Gravura de Grauben do Monte Lima
...Que felicidade pura e suave. Tudo
nesta tarde estava ameno e leve como a brisa para preparar minha ida
à casa de Grauben. Enfeitei-me um pouco: queria estar bonita,
imitando de longe a natureza desta tarde. E lá fui eu com dois
livros na mão para dedicar à delicadíssima pintora. Depois entendi
que deveria ter levado papoulas, as mais lindas e variadas, e se
pudesse comprava uma borboleta viva para cheirar as flores.
E Grauben? Ela é a esperança dos que
temem a velhice. E o segredo é descobrir em si mesma a possibilidade
de uma ação criativa. Grauben tem 78 anos. Ela é enxutinha,
e tão bonitinha, e mexe-se com gestos hábeis e ágeis, anda com
mais leveza do que muita jovem. E seu rosto? É lindo: uma pele sem
mancha, a saúde se refletindo naqueles olhos alegres, o rosto
cor-de-rosa. Se esta é sua cor, ótimo. Se era um pouquinho de ruge,
melhor ainda. Eu que, mesmo sem motivo, sou um pouco melancólica, vi
que estava rindo e sorrindo e era a mais límpida homenagem à
pintora. Escolhi um quadro que tem tudo da Grauben: um grande pássaro
azul entre águia e pavão, uma enorme borboleta, uma flor toda
aberta, plantas e todos os pontilhados que ela usa como fundo do
quadro e que dão a impressão de uma moita de alegria. Nós duas
queríamos nos conhecer mutuamente. Lamento apenas ter provavelmente
ar de boba, sorrindo à toa. Sua filha Eunice Catunda é concertista.

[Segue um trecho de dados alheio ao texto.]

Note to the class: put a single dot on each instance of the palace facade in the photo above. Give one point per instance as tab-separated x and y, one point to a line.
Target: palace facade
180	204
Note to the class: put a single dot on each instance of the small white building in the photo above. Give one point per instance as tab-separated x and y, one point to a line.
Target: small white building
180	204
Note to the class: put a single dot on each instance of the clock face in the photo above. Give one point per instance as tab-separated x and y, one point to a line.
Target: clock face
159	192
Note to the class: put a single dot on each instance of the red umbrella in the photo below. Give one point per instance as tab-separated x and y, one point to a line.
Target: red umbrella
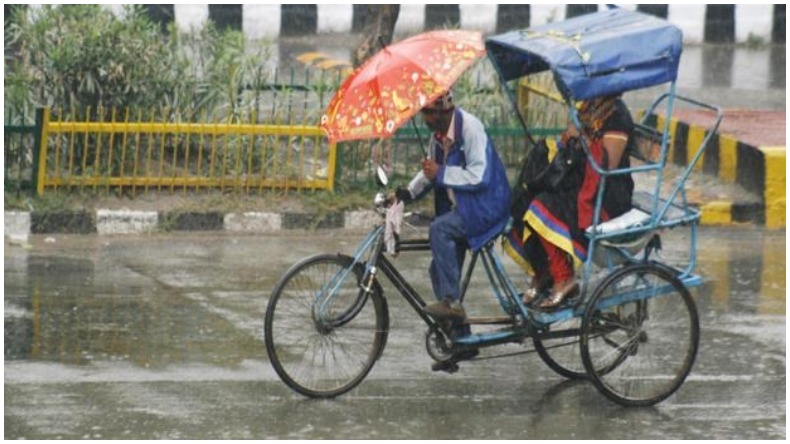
395	83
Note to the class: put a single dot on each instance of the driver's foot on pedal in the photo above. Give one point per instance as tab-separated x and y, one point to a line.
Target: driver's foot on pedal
446	310
451	365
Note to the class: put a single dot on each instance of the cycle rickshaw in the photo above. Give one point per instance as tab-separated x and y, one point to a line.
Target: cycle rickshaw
633	330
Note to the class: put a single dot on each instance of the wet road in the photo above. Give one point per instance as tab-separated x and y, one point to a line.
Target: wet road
160	336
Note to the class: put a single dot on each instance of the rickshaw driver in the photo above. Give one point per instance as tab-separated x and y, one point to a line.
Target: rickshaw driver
471	199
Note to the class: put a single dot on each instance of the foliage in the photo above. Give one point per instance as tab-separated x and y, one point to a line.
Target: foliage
73	57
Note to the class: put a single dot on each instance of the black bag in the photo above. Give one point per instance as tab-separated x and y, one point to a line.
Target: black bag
537	174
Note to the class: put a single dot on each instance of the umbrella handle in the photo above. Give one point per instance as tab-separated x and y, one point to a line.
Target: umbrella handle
419	139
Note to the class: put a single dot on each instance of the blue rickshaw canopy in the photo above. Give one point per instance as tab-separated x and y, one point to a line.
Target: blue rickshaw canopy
603	53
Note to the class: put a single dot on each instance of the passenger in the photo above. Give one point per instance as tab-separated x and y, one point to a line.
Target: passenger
549	238
471	199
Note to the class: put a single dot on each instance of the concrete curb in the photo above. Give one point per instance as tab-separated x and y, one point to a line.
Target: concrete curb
758	169
20	225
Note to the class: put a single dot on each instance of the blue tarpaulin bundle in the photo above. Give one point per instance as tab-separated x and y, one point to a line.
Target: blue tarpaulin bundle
603	53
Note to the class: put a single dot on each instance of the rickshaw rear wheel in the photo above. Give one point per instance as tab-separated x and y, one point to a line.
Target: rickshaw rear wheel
640	334
562	354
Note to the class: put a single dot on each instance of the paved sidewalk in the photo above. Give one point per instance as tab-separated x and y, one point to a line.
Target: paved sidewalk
743	184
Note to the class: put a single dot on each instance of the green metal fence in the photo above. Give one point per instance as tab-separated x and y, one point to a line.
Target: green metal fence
297	100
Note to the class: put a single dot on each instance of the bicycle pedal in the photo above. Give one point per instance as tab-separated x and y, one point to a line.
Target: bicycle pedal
447	366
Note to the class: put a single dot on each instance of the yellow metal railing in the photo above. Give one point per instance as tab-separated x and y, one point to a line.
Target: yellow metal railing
131	154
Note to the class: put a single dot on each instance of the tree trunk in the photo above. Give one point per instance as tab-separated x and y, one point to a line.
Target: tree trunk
379	27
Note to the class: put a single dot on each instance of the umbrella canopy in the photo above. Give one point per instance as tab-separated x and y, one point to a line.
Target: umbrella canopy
397	82
597	54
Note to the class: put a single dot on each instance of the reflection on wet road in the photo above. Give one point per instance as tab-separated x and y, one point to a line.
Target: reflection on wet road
160	336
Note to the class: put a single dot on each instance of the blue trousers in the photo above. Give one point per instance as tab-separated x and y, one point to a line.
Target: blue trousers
448	246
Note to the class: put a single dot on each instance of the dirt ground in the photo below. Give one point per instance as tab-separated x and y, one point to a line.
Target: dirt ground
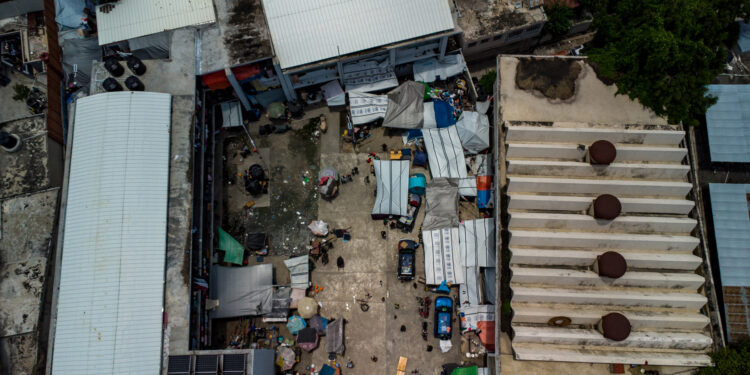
369	260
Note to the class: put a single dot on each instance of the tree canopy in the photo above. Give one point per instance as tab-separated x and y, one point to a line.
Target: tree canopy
664	52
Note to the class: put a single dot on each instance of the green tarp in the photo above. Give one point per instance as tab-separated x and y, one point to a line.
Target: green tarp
234	252
465	371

Passamos para o seu apartamento ao lado e ela tocou para mim. Toda eu
era um coração batendo de emoção. Os sons que saíam de seus
dedos eram tão puros e sonoros e límpidos. Eu estava séria de
prazer. Eunice já tocou como solista no Carnegie Hall e em setembro
irá de novo se apresentar na mesma sala de concertos onde só os
grandes entram. “Eu me divirto com meus filhos: são tão
inteligentes e capazes. Eunice, por exemplo, além dos concertos por
tantos lugares do mundo, tem jeito para tudo: se faz pintura, faz
ótima, se cozinha a comida é perfeita, ela sabe fazer tudo.”
Grauben não perde nada deste mundo. Ela é pra frente. Sua
casa de súbito para mim parece um bosque encantado, úmido, denso,
rico com todas as invisíveis folhas verdes e transparentes. E eis-me
agora com uma Grauben em casa. Quem não tem jamais saberá o
que perde. E o preço dos quadros é perfeitamente acessível a um
enorme número de pessoas. Grauben me deu uma fotografia sua
segurando exatamente o meu quadro. E atrás da fotografia –
desculpem, mas a alegria me faz perder por um instante a modéstia
objetiva com que vivo – atrás da fotografia escreveu: “À grande
Clarice, obrigada por conhecê-la, a desde já grande amiga.”
Assinado o nome mais deleitoso entre nossas pintoras: Grauben.